The route to the church was lined with people, some holding “Kennedy-Thanks” signs and one person waving a lone red heart.

Under the soaring ceilings of the basilica, a church Kennedy had frequented almost daily while his daughter, Kara, battled cancer at a nearby hospital, over a dozen Kennedy family members accompanied the casket down the church aisle, each straining to touch a piece of the cloth covering it.

Kara Kennedy was the first family member to speak at the service, reading Psalm 72.

Ted Kennedy Jr. remembered his father as “an idealist and a pragmatist,” and noted that he was respected by Democrats and Republicans alike. “I love you, Dad. I always will. I miss you already,” he said tearfully.

Notables attend service

The unseasonable cold outdoors, the result of Tropical Storm Danny’s path up the Eastern seaboard, was not felt inside the church, which grew warm from the packed crowd. The church’s stained-glass windows were opened and fans turned on to quell the heat.

Attendees at the invitation-only service included Boston Celtics great Bill Russell, actor Jack Nicholson and Supreme Court Justice Stephen Breyer, once an aide to Kennedy.

Reflecting Kennedy’s role as a peacemaker in Northern Ireland was a delegation from the troubled province: Shaun Woodward, secretary of state; Martin McGuinness, deputy first minister; and Gerry Adams, leader of the Irish republican party Sinn Fein. Irish Prime Minister Brian Cowen and Sarah Brown, wife of British Prime Minister Gordon Brown, also attended.

Kennedy’s career spanned the assassinations of his brothers, President John F. Kennedy and Sen. Robert F. Kennedy, the civil-rights era and Apollo moon landings, and battles over health, education and immigration, as well as the country’s election of Obama, its first black president, who was born roughly 18 months before Kennedy took office.
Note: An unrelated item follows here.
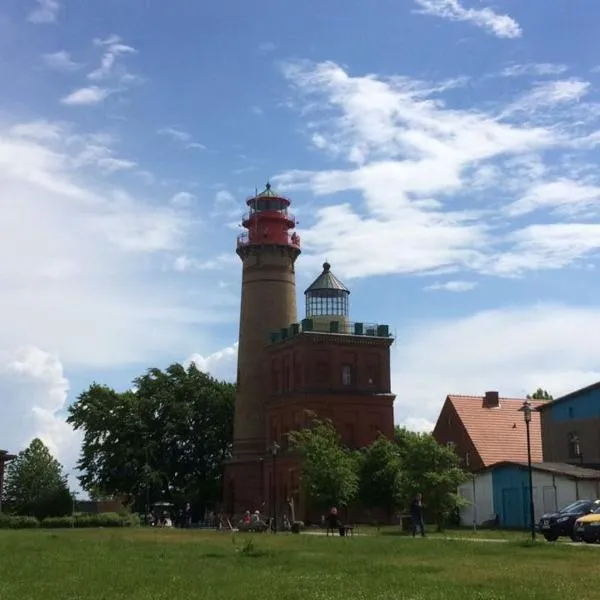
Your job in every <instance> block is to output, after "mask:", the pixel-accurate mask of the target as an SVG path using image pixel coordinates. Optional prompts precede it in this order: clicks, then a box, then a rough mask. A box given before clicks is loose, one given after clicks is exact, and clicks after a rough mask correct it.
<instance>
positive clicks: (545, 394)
mask: <svg viewBox="0 0 600 600" xmlns="http://www.w3.org/2000/svg"><path fill="white" fill-rule="evenodd" d="M527 398H528V399H529V400H542V401H544V402H550V401H552V400H554V398H553V397H552V396H551V395H550V394H549V393H548V391H547V390H543V389H542V388H538V389H537V390H536V391H535V392H533V394H527Z"/></svg>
The emotional funeral concluded four days of public and private mourning.

Kennedy’s family has marked his passing at an elaborately organized series of services and events: a Mass at Kennedy’s beloved home on Cape Cod on Thursday, a somber motorcade carrying his body from the compound in Hyannis Port, Mass., past sites in Boston sentimental to the Kennedy family, and to his brother’s presidential library. There, he lay in repose for two days as thousands of people streamed by.

A rotation of friends, former staffers and others Kennedy touched took turns for a 24-hour vigil by his casket, including the parents of a murdered lifeguard, the family of an Iraq war soldier and the widow of a Sept. 11 terror victim.

Bipartisan memorial

Friday night, Kennedy was remembered at a bipartisan memorial service whose speakers included Sens. John McCain and John Kerry, Vice President Joe Biden and Caroline Kennedy Schlossberg, JFK’s daughter.
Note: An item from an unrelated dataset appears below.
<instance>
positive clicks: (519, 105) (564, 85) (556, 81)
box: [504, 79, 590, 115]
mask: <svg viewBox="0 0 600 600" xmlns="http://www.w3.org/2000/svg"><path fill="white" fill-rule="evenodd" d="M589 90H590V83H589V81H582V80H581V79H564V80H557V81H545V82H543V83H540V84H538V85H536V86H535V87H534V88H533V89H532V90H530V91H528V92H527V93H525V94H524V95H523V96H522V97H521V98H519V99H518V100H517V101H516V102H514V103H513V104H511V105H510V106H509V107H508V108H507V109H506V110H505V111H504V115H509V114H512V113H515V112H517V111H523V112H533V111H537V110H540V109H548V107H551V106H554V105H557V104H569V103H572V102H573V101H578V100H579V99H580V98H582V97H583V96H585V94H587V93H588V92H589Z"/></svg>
“Now Teddy has become a part of history,” said Schlossberg, “and we are the ones who will have to do all the things he would have done, for us, for each other and for our country.”

Saturday’s ceremony evoked the funerals of Kennedy’s slain brothers. It was at RFK’s rites in 1968 that Edward Kennedy famously memorialized Robert.
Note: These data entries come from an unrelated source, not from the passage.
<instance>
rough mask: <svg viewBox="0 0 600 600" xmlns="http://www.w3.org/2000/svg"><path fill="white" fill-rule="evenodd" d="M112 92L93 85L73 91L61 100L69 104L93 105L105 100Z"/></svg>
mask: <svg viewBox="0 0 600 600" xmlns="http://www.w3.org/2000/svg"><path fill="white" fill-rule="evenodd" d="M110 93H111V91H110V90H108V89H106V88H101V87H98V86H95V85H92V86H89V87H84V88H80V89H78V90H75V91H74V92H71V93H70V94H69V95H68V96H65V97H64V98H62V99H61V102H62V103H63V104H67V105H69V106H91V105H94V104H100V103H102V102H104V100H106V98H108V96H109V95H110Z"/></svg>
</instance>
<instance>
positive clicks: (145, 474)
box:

“My brother need not be idealized, or enlarged in death beyond what he was in life; to be remembered simply as a good and decent man, who saw wrong and tried to right it, saw suffering and tried to heal it, saw war and tried to stop it.”

After the Boston funeral, Kennedy’s body was being flown to Andrews Air Force Base, which also received JFK’s body after his 1963 assassination. There was to be a prayer service at the base, and another at the U.S. Capitol for Senate staffers. The entourage then was to proceed along the National Mall and into Arlington National Cemetery.

As evening was falling, Kennedy was to be buried there on a hillside near his brothers.